Defendants James Farris and Leslie Rogers appeal from an order overruling their motion to set aside a default judgment. The only issue is venue of the action.
The default judgment was rendered in the Circuit Court of Jackson County, on a petition alleging breach of contract and fraud in the sale of a supermarket consummated by a contract entered into and performed in Pettis County. The petition alleged the defendant Rogers was a resident of California but he was served in Kansas. The petition alleged Farris was a resident of Kansas, but he was served in Pettis County by delivery of a copy of the petition and summons to some member of the defendant’s family over the age of fifteen at the “dwelling place or usual place of abode” of the defendant. This was in accordance with the request of plaintiffs’ attorney for an alias summons to issue and be served upon defendant Farris at a specified address in Sedalia. Service to Kansas on Far-ris had been returned non est.
Defendants filed a motion to set aside the judgment within thirty days of rendition. The motion set forth the specific ground of improper venue.
“[Ujnless a defendant is served with process, or summoned, in some manner authorized by statute law, the court is without authority to proceed.” State ex rel. Kissinger v. Allison, 328 S.W.2d 952, 958 (Mo.App.1959). Proper venue is necessary before service of process will confer jurisdiction over the person of a defendant. State ex rel. Rhine v. Montgomery, 422 S.W.2d 661, 664 (Mo.App.1967). In other words, provisions for service of process are subject to the rules of venue. State ex rel. Bartlett v. McQueen, 361 Mo. 1029, 238 S.W.2d 393, 395 (banc 1951).
Plaintiffs contend venue was proper under § 508.0KX4).1 “When all the defendants are nonresidents of the state, suit may be brought in any county in this state; ...” Plaintiffs point to their petition, which alleged defendants were nonresidents. In fact, defendant Farris is a resident of Missouri, as shown by the sheriff’s return, which is conclusive on the parties. State ex rel. Seals v. McGuire, 608 S.W.2d 407 (Mo.banc 1980); O’Neill v. Winchester, 505 S.W.2d 135 (Mo.App.1974). Section 508.010(4) is therefore inapplicable.

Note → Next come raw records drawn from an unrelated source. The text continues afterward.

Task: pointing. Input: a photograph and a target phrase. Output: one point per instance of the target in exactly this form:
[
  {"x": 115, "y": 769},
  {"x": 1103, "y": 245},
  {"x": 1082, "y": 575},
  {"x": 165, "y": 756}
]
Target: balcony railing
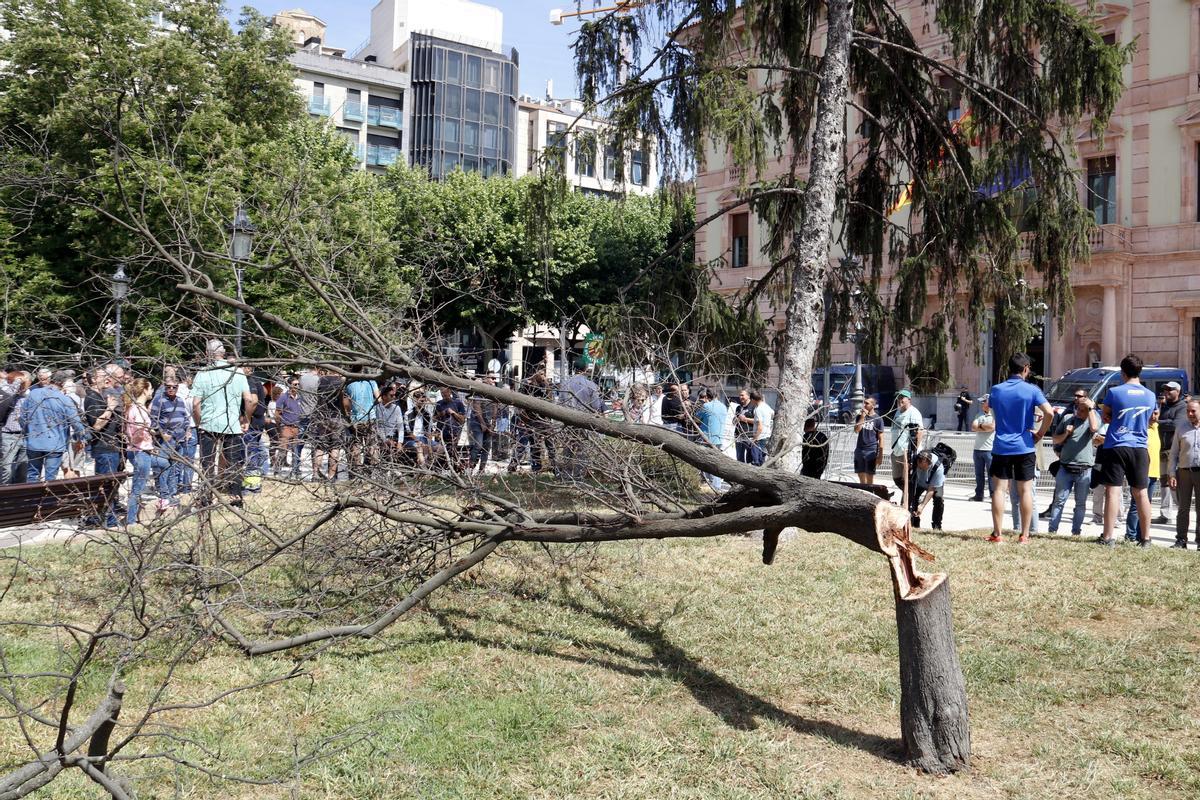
[
  {"x": 379, "y": 155},
  {"x": 1101, "y": 239},
  {"x": 318, "y": 106},
  {"x": 1109, "y": 239},
  {"x": 385, "y": 118}
]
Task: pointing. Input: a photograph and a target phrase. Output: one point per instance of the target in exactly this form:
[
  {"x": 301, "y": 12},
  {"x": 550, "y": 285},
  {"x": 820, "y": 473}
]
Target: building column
[{"x": 1109, "y": 328}]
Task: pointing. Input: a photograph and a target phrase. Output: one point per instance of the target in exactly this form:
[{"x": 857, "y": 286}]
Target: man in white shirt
[
  {"x": 907, "y": 433},
  {"x": 763, "y": 426},
  {"x": 655, "y": 405}
]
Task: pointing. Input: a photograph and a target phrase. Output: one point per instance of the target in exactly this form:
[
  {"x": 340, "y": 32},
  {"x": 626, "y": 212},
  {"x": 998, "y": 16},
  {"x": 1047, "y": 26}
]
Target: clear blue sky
[{"x": 545, "y": 49}]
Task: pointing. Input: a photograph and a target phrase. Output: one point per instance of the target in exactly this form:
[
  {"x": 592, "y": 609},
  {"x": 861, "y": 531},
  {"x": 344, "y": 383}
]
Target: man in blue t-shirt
[
  {"x": 1013, "y": 458},
  {"x": 1123, "y": 456}
]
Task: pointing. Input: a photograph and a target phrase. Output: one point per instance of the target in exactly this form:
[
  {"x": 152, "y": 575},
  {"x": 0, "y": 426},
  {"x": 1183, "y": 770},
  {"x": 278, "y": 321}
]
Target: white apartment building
[
  {"x": 591, "y": 162},
  {"x": 363, "y": 100}
]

No other venue provision provides proper venue in Jackson County. When the defendant is a resident of Missouri, the plaintiff may sue in the county where the defendant resides or in the county where the plaintiff resides if the defendant may be found there. § 508.010(1). In the instant case, no party resided in Jackson County. “When there are several defendants, some residents and others nonresi*382dents of the state, suit may be brought in any county in this state in which any defendant resides.” § 508.010(3). This provision fits the facts of the case, but Farris, the only in-state defendant, resides in Pet-tis — not Jackson — County. Finally, the special tort rule permits suit “in the county where the cause of action accrued regardless of the residence of the parties, . . .” § 508.010(6). Here all significant events occurred in Pettis County; Jackson County is entirely unrelated to the case.
Respondents contend appellants waived any defect in venue by failing to answer and object. This specious answer begs the question. Venue was improper; therefore, service of process did not confer jurisdiction. State ex rel. Boll v. Weinstein, 365 Mo. 1179, 295 S.W.2d 62, 66 (banc 1956), addressed the same argument:
We are unwilling to hold that a defendant, by merely staying out of court, for either a specified time or indefinitely, thereby waives his or its objection to the fact that no proper service has been had. In other words, when there has been no valid service, the defendant certainly waives nothing by not appearing; ...
It follows that the Jackson County Circuit Court acted without jurisdiction over the defendants. Its purported judgment against them is void. Montgomery, 422 S.W.2d at 663-64.
The judgment is reversed.
All concur.
. Unless otherwise noted, all statutory references are to RSMo 1978.